IEA’s Dr. Kwakye applauds COCOBOD’s bold move to ditch syndicated loans, calls for innovative financing
Dr. John Kwakye, Director of Research at the Institute of Economic Affairs (IEA), has expressed strong support for the Ghana Cocoa Board’s (COCOBOD) decision to forgo syndicated loans for the upcoming cocoa season. He criticized the syndicated loan approach as flawed and advocated for innovative financing solutions.
Dr. Kwakye’s remarks follow COCOBOD CEO Joseph Boahen Aidoo’s recent announcement that, for the first time in 30 years, the organization will not seek offshore syndicated loans to finance cocoa bean purchases for the 2024/2025 season. Instead, COCOBOD aims to fund the procurement of approximately 650,000 metric tonnes of cocoa beans entirely through domestic operations.
Aidoo explained that after years of relying on international financial markets, COCOBOD has learned valuable lessons and is now committed to self-financing. The board also reduced its seasonal target from 810,000 tonnes to 650,000 tonnes, citing the significant savings from avoiding high interest payments, which amounted to nearly $150 million last year.

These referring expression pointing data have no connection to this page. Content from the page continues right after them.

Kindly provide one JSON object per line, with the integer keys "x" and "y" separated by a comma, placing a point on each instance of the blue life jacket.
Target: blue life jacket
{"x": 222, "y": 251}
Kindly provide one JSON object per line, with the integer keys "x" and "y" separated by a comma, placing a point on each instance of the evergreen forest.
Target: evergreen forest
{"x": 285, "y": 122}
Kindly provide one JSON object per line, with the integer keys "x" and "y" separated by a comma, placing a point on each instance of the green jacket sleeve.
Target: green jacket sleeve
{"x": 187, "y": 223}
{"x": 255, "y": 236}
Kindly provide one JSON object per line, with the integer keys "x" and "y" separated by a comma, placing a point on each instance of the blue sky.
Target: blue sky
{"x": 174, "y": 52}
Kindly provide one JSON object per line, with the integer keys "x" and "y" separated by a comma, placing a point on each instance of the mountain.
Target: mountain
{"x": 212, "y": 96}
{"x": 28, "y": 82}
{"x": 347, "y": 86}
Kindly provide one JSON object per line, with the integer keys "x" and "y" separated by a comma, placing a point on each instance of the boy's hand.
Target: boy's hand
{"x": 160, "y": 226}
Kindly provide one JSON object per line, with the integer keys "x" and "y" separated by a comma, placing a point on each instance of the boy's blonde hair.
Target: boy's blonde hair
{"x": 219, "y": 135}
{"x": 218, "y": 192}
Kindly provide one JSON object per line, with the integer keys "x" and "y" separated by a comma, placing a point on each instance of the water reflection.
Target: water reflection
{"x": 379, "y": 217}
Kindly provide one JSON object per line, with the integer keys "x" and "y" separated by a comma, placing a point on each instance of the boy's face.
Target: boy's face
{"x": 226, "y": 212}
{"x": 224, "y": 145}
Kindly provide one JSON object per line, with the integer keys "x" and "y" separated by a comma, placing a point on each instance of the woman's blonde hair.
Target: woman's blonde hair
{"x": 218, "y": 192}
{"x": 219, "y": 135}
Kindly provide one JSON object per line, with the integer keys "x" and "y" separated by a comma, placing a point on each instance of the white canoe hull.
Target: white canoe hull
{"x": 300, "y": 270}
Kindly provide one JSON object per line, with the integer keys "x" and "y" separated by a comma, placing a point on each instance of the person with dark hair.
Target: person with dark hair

In a post on his X platform, Dr. Kwakye called the syndicated loan model “flawed and unnecessary,” suggesting that the Bank of Ghana should step in to fund cocoa purchases at moderate interest rates, with repayment coming from the proceeds of cocoa sales. He urged for more creative financial strategies, emphasizing that such a move would save COCOBOD substantial funds and reduce reliance on costly international loans.